Triggering Nagios Alerts With SNMP Traps

Although SNMP polling is a great way to monitor the health of your network infrastructure it is impractical to poll every object on every device. Trap notifications can cover this visibility gap and provide immediate notification on network events.

Installation and configuration have been broken down into 7 steps:

  1. Configure “SNMP_TRAP” Nagios service definition
  2. Configure “TRAP” service check
  3. Change Nagios submit_check_result to use Bash
  4. Enable and configure snmp traps on network devices
  5. Download and install MIBs
  6. Configure snmptrapd
  7. Convert MIBs to snmptt configuration

Configure “SNMP_TRAP” Nagios Service

I’m assuming you already have a working Nagios installation. If not, please start with my post “Monitoring Network Devices with Nagios“.

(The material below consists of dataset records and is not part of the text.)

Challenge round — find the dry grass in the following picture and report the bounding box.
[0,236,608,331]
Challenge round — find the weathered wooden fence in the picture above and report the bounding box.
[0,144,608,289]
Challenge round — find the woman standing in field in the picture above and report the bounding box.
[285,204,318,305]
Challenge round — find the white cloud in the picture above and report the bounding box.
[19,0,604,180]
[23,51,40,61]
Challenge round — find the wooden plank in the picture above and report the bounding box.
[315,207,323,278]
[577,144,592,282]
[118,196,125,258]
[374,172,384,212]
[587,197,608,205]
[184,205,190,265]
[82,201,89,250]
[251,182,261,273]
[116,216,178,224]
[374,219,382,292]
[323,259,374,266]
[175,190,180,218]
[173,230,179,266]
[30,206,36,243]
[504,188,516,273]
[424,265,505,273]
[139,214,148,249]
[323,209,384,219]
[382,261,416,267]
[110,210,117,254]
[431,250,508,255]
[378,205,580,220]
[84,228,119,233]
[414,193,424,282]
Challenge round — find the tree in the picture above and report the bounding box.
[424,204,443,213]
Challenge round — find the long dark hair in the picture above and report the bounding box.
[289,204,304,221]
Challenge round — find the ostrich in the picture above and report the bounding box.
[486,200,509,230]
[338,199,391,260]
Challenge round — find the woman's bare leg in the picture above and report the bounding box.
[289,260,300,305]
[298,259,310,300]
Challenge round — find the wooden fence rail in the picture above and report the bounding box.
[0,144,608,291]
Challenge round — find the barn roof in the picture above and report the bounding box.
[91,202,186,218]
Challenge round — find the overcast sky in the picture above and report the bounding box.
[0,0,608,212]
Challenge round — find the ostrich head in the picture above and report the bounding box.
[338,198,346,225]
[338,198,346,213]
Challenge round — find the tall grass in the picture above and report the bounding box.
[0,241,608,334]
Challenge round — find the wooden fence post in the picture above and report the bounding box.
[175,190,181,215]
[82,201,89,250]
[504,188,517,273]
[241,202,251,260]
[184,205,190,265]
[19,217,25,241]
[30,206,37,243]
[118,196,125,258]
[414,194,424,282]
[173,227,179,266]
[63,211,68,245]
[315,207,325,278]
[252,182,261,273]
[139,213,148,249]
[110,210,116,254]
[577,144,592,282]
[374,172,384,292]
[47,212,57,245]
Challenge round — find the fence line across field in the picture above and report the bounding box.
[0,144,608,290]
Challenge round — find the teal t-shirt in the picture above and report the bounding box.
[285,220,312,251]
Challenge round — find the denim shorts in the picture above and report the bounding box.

First thing we will do is add a service entry in /etc/nagios3/conf.d/services.cfg:

define service {
name                            SNMP_TRAP
service_description             SNMP_TRAP
active_checks_enabled           1       ; Active service checks are enabled
passive_checks_enabled          1       ; Passive service checks are enabled/accepted
parallelize_check               1       ; Active service checks should be parallelized
process_perf_data               0
obsess_over_service             0       ; We should obsess over this service (if necessary)
check_freshness                 0       ; Default is to NOT check service 'freshness'
notifications_enabled           1       ; Service notifications are enabled
event_handler_enabled           1       ; Service event handler is enabled
flap_detection_enabled          1       ; Flap detection is enabled
process_perf_data               1       ; Process performance data
retain_status_information       1       ; Retain status information across program restarts
retain_nonstatus_information    1       ; Retain non-status information across program restarts
check_command                   check-host-alive      ; This will be used to reset the service to "OK"
is_volatile                     1
check_period                    24x7
max_check_attempts              1
normal_check_interval           1
retry_check_interval            1
notification_interval           120
notification_period             24x7
notification_options            w,u,c,r
contact_groups                  netops-24x7       ; Modify this to match your Nagios contact group definitions
register                        0
}

Note: About 90% of these settings should realistically be done in a service template which can then be used by multiple services. I am putting everything in the service definition for the sole purpose of making this example easier to follow.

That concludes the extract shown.